Il nodo della questione è che noi, in realtà, non siamo Calabria, forse non lo siamo mai stati. Noi, da sempre, siamo considerati un’altra cosa rispetto al resto della regione. Tutt’altro e niente. E lo vediamo in tante piccole cose. A partire dalla considerazione che i grandi media regionali hanno riservato a questo territorio (che – repetita iuvant – produce un terzo dell’economia calabrese).
Cara Sybaris, la verità è che la Calabria non ti merita. E di questo bisogna farne ammenda. Triste a dirsi, ma vero.

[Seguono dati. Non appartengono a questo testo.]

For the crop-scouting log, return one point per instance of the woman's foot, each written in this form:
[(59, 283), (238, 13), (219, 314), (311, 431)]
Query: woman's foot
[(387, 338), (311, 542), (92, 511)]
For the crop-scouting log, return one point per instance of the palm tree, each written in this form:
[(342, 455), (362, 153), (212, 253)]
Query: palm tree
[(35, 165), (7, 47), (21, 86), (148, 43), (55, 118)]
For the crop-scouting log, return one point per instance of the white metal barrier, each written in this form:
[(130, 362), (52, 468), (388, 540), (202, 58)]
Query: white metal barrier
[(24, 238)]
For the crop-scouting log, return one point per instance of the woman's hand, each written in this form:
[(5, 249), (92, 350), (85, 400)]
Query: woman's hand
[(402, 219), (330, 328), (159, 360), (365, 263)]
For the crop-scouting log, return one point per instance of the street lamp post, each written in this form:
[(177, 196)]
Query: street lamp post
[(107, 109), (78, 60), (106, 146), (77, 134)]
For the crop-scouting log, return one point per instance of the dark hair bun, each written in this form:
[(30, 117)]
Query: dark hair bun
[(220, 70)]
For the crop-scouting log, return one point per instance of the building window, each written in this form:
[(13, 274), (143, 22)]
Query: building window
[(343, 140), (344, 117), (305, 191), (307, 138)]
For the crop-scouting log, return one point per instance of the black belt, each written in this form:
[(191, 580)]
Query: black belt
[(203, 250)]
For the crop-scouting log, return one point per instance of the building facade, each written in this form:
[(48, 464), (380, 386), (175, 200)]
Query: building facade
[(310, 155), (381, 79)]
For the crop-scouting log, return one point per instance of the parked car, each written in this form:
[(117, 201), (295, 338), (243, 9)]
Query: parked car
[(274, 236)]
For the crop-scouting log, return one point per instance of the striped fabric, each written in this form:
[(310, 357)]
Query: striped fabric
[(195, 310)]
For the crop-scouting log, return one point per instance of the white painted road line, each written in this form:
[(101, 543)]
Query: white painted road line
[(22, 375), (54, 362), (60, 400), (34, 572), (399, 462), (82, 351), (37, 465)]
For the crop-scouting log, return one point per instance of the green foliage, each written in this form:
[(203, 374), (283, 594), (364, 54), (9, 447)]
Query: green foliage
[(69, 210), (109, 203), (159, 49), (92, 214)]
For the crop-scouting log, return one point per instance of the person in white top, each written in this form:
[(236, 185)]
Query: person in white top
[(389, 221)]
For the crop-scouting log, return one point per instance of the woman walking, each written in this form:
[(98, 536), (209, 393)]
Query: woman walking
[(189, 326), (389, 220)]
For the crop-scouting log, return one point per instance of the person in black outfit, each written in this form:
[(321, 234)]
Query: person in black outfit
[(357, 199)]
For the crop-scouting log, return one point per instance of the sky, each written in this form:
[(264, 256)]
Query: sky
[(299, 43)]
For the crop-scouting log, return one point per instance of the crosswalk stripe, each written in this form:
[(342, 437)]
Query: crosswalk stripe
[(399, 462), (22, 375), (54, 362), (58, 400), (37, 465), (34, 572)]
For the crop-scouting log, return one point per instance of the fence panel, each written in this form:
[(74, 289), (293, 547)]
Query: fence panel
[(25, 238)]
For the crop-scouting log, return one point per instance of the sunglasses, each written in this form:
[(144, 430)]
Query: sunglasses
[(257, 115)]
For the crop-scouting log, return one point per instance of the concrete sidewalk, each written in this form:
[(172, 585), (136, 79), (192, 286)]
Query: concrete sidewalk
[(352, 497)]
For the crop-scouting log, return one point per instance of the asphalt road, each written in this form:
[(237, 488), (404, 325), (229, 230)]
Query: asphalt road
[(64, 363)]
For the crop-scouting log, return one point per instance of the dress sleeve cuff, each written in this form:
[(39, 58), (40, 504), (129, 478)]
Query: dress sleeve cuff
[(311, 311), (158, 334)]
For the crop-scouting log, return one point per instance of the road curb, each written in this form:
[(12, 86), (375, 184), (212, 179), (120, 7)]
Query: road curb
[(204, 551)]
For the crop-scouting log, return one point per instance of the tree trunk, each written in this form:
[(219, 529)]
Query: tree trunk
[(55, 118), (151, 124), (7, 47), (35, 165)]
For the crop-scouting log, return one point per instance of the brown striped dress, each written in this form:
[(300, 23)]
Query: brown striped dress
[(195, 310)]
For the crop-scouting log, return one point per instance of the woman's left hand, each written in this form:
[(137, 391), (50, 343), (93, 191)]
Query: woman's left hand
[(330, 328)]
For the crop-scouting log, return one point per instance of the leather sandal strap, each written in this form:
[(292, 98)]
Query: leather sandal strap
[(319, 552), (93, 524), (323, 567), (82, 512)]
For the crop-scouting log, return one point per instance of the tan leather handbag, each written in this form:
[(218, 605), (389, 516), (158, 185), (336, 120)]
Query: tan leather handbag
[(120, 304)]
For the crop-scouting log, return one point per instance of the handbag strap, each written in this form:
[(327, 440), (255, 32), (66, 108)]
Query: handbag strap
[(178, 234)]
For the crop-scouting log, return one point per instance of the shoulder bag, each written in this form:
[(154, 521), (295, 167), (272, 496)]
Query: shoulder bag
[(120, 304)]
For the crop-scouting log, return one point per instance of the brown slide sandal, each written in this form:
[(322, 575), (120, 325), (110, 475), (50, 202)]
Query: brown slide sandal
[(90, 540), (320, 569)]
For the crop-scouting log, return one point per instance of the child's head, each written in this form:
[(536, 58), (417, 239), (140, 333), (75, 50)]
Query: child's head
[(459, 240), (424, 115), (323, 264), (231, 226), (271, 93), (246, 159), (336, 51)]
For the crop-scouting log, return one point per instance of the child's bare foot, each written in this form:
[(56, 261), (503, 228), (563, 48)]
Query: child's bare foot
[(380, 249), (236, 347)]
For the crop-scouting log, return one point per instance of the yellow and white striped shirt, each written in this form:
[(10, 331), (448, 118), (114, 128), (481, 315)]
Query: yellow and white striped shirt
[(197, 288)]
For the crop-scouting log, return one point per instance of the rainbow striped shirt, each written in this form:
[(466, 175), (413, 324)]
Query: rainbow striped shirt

Basta considerare una circostanza su tutte: a Crotone, la città “gemella” a cui da tempo chiediamo considerazione e tendiamo la mano per un progetto comune, ha fatto una battaglia per la mobilità aerea sul suo aeroporto senza considerare minimamente le esigenze della Sibaritide. A chi serve un volo quotidiano da Crotone per Roma? Sicuramente ai cittadini di Crotone, ma non a tutti gli altri del suo hinterland (se non quello catanzarese che ha già un aeroporto!) che solo per raggiungere il Sant’Anna impiegano lo stesso tempo che serve per arrivare a Napoli! Non sarebbe stato meglio battersi per un volo quotidiano a percorrenza più lunga (Milano, Bologna, Verona, Torino o Venezia)? E stesso discorso vale per l’ammodernamento della Statale 106. Avete visto il tracciato che verrà realizzato a Crotone? Viaggia verso sud, in direzione Catanzaro. Certo, perché lì la politica vuole incrementare utenza sulla città capoluogo di regione. Della Sibaritide, invece, non importa niente a nessuno. A ne-ssu-no! Che facciamo? Forse è arrivato il momento di osare di più rispetto ad una grande provincia della Magna Graecia. Per slegare definitivamente i legacci dal Cosenza-centrismo, infatti, è necessario tagliare tutti i ponti istituzionali e politici che ad essa ci legano. E una nuova provincia in Calabria rischierebbe di creare soltanto un feudo, un vassallaggio politico etero-dipendente da Cosenza. Per cambiare davvero, la soluzione è “emigrare” dalla Calabria e, magari, chiedere ospitalità alla Basilicata con la quale ci legano storie, cultura, tradizioni e soprattutto l’aspirazione a costituire con le due grandi pianure della Sibaritide e del Metapontino uno dei più grandi distretti agroalimentari d’Europa. Possiamo farlo, lo possono fare i giovani di questa terra: l’Articolo 132 della Costituzione ci viene in aiuto. Da Rocca Imperiale alla Valle del Trionto, passando per Tarsia e i Paesi arbëresh, portiamo in Lucania una dote di 170mila persone, un tessuto sociale che ha una storia invidiabile e, soprattutto, un terzo dell’economia calabrese. Osiamo!